Estaba muy tranquilo el bosque. Apenas se oía el crujido de alguna ramita al pasar, o el piar de un pájaro; por primera vez no se cuidó Eunice de escuchar el ruido siniestro de los reptiles al deslizarse. El frescor verde de los árboles se había avivado por la lluvia reciente, y sus hojas formaban un verdadero dosel sobre ella. Florecían por todas partes las azaleas y las adelfas, y el aire estaba embalsamado por el olor de las madreselvas. No era extraño que le gustase a Francis pasear por aquellos hermosos lugares; si paseasen juntos por allí, tal vez se unirían más otra vez...

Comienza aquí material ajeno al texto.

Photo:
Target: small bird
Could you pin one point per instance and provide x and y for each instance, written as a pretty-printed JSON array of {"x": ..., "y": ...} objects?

Había muy pocos claros por aquella parte del bosque. En su mayor parte crecían los árboles muy juntos y ahilados, como queriendo escaparse de la tierra. Pero Eunice recordaba que por allí cerca había un sitio despejado, aunque lo había visto pocas veces. Recordaba que era muy verde, más verde que los árboles, lleno de florecillas entre la hierba, y rodeado de la oscura arboleda. Era como un lugar secreto, pues el sendero pasaba por un lado. Para Eunice había sido siempre como una especie de santuario escondido, indigno de profanación. Decidió entrar ahora, esperando que, por un milagro, hubiera escogido Francis aquel lugar solitario. Además, estaba muy cansada, y allí podría encontrar algún reposo.

Nada oyó al dejar el sendero para encaminarse al fresco lugar de descanso, gozosa ante la idea de encontrarse ante su escondida belleza. Separó las hojas y miró.

En medio de la hermosa pradera aparecieron Millie y Francis fundidos en un abrazo.